Нам очень сильно помогла та атмосфера, которая была в Татарстане: всегда давали возможность через СМИ рассказать, что мы есть, чем занимаемся, как празднуем Пасху. После каждого интервью начинали появляться люди, которые говорили, что они католики, но не знали о том, что в Казани уже есть католический приход. Так что спасибо СМИ, что напомнили многим людям, что они католики (смеется). И главное, что у них есть в Казани католический приход.

– Сколько сейчас людей в приходе?

– Сейчас не менее 400 католиков, которые живут в Казани и в других районах Татарстана. Может быть, чуть больше. Храм по воскресеньям всегда полный, около ста человек его посещают.

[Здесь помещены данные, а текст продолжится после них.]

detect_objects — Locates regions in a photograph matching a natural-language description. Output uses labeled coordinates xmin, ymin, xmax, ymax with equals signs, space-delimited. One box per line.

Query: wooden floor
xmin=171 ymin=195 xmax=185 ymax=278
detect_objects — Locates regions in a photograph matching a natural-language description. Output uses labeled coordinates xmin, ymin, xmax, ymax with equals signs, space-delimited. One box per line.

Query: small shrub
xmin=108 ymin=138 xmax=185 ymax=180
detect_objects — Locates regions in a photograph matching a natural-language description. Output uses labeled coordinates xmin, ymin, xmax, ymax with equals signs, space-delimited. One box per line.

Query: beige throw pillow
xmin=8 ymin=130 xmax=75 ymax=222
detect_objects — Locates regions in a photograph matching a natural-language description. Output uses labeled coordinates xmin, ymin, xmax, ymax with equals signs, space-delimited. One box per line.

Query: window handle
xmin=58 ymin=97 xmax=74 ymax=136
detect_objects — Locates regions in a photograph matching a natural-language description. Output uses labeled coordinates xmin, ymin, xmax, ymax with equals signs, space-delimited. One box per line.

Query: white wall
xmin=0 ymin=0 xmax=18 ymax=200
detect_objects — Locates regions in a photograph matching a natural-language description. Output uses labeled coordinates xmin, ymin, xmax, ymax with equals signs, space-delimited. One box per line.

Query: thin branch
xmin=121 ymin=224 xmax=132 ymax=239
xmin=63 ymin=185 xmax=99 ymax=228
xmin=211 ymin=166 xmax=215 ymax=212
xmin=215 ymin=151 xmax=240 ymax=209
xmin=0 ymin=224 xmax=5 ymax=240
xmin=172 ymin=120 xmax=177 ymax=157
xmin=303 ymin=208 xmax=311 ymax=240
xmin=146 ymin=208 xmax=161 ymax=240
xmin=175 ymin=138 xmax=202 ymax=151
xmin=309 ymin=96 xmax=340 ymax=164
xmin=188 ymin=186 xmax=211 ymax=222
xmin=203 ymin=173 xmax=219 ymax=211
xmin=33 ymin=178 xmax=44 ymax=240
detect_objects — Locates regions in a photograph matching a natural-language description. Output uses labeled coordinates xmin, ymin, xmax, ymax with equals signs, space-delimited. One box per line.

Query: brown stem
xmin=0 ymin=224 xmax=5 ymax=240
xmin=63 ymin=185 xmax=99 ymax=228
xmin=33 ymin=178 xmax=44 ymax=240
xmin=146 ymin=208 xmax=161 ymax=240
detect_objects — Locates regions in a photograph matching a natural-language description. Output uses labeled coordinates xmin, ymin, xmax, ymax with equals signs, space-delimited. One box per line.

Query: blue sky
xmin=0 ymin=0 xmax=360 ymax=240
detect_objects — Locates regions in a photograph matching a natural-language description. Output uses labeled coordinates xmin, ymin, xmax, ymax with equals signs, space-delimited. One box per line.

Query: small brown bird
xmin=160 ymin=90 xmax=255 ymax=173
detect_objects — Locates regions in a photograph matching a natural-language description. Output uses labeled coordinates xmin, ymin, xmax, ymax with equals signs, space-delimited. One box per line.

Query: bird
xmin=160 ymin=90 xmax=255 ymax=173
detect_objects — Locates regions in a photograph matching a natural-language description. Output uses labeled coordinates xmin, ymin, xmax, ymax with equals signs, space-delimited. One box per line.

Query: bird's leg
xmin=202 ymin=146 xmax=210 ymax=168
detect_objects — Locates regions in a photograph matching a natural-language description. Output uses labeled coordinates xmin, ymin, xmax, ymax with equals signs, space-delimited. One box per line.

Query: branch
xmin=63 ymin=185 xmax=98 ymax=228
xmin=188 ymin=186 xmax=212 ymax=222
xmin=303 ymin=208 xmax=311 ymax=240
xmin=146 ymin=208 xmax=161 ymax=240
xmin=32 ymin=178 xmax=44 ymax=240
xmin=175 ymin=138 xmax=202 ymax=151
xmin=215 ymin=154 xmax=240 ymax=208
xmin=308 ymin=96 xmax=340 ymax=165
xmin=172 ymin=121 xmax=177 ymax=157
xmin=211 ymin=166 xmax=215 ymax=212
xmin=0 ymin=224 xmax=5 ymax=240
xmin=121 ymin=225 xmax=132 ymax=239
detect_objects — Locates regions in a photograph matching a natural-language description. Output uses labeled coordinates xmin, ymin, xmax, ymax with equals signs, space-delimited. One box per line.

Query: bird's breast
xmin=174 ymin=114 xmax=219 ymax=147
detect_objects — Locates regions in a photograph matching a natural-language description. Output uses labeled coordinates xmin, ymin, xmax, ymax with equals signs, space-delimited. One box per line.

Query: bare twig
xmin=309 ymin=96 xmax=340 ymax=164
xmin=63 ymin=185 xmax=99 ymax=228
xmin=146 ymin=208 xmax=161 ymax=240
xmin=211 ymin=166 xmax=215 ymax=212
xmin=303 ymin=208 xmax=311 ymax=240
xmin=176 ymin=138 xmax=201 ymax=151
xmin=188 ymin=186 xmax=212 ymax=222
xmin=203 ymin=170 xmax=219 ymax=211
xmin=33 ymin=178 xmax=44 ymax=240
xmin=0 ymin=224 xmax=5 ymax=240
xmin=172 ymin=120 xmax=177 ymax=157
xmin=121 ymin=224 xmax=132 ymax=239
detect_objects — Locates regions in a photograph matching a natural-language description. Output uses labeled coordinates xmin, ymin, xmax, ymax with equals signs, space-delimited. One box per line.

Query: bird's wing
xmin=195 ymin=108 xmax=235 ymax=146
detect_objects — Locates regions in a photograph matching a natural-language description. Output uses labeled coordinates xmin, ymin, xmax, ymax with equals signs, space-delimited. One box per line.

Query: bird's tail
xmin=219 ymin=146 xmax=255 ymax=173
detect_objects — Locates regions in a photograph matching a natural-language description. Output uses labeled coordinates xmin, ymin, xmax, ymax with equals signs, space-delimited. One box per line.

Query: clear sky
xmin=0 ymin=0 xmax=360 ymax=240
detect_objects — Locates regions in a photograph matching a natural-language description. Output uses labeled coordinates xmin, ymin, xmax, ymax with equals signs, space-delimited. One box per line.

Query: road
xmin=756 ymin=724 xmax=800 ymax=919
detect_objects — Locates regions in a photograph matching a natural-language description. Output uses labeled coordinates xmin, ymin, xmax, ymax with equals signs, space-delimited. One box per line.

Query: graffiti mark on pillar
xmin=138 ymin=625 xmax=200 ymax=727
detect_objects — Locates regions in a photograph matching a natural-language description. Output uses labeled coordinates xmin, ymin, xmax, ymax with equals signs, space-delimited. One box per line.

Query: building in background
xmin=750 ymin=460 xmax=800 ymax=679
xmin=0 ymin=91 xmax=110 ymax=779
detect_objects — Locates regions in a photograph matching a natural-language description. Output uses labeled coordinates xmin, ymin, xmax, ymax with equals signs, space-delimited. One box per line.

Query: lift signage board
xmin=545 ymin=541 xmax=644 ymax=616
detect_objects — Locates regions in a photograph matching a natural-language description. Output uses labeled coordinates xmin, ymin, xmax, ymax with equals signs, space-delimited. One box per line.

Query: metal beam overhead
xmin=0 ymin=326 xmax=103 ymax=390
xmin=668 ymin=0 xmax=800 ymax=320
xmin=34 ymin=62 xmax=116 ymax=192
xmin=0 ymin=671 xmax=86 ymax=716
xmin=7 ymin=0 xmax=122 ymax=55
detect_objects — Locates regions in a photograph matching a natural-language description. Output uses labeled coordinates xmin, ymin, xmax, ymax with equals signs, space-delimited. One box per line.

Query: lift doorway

– Вы приехали в Татарстан, и у вас было другое представление о том, как здесь обстоят дела. Но сейчас вы наверняка общаетесь с другими священниками и обсуждаете, как у них. Сильное отличие, например, моноконфессионального Нижнего Новгорода или Саратова от Татарстана, где всегда поликонфессиональные отношения заведены практически в ранг абсолюта? То есть везде, что бы ни делалось, происходит с оглядкой на то, что в республике не одна религия, а несколько. Эта особенность заметна?

– Да, я бы сказал, довольно сильно. В Татарстане не просто есть возможность реализоваться другим религиям – это всячески поддерживается. Конечно, очень важна атмосфера, которую создает правительство своей политикой. В других регионах во многих случаях как-то игнорируют друг друга – знают, что присутствуют другие конфессии, но в некоторых случаях не обращают на это внимание.

– То есть наличие межконфессионального баланса вам скорее на руку, это не повышенная конкуренция?

– Конечно. При общении с другими священниками я рассказываю, как у нас в Татарстане устроена межконфессиональная жизнь, но они не могут в это поверить. Власти некоторых других городов не создают пространство для выстраивания отношений. В республике это уникально, мне кажется. Для меня все эти годы встречаться с другими духовными лидерами – не формальность – я радуюсь, что есть такая возможность.

– А на религиозные темы спорите с ними?

– Нет, не спорим – это тоже говорит о качестве.

– Какие у вас взаимоотношения с православными священниками?

– Думаю, мне стоило бы уделять больше времени такому общению. Приход растет, больше времени требуется на участие в его деятельности, и времени просто так встретиться с православным священником уже не так много. Хотелось бы, чтобы было больше времени для общения, развития этой дружбы. Я часто ходил в Раифский монастырь, общался с отцом Всеволодом, вечная ему память, мы дружили.

– Были ли такие вещи в России, которые вас удивили? Вы человек, который родился на другом континенте. Наверняка, там вы не видели православных священников.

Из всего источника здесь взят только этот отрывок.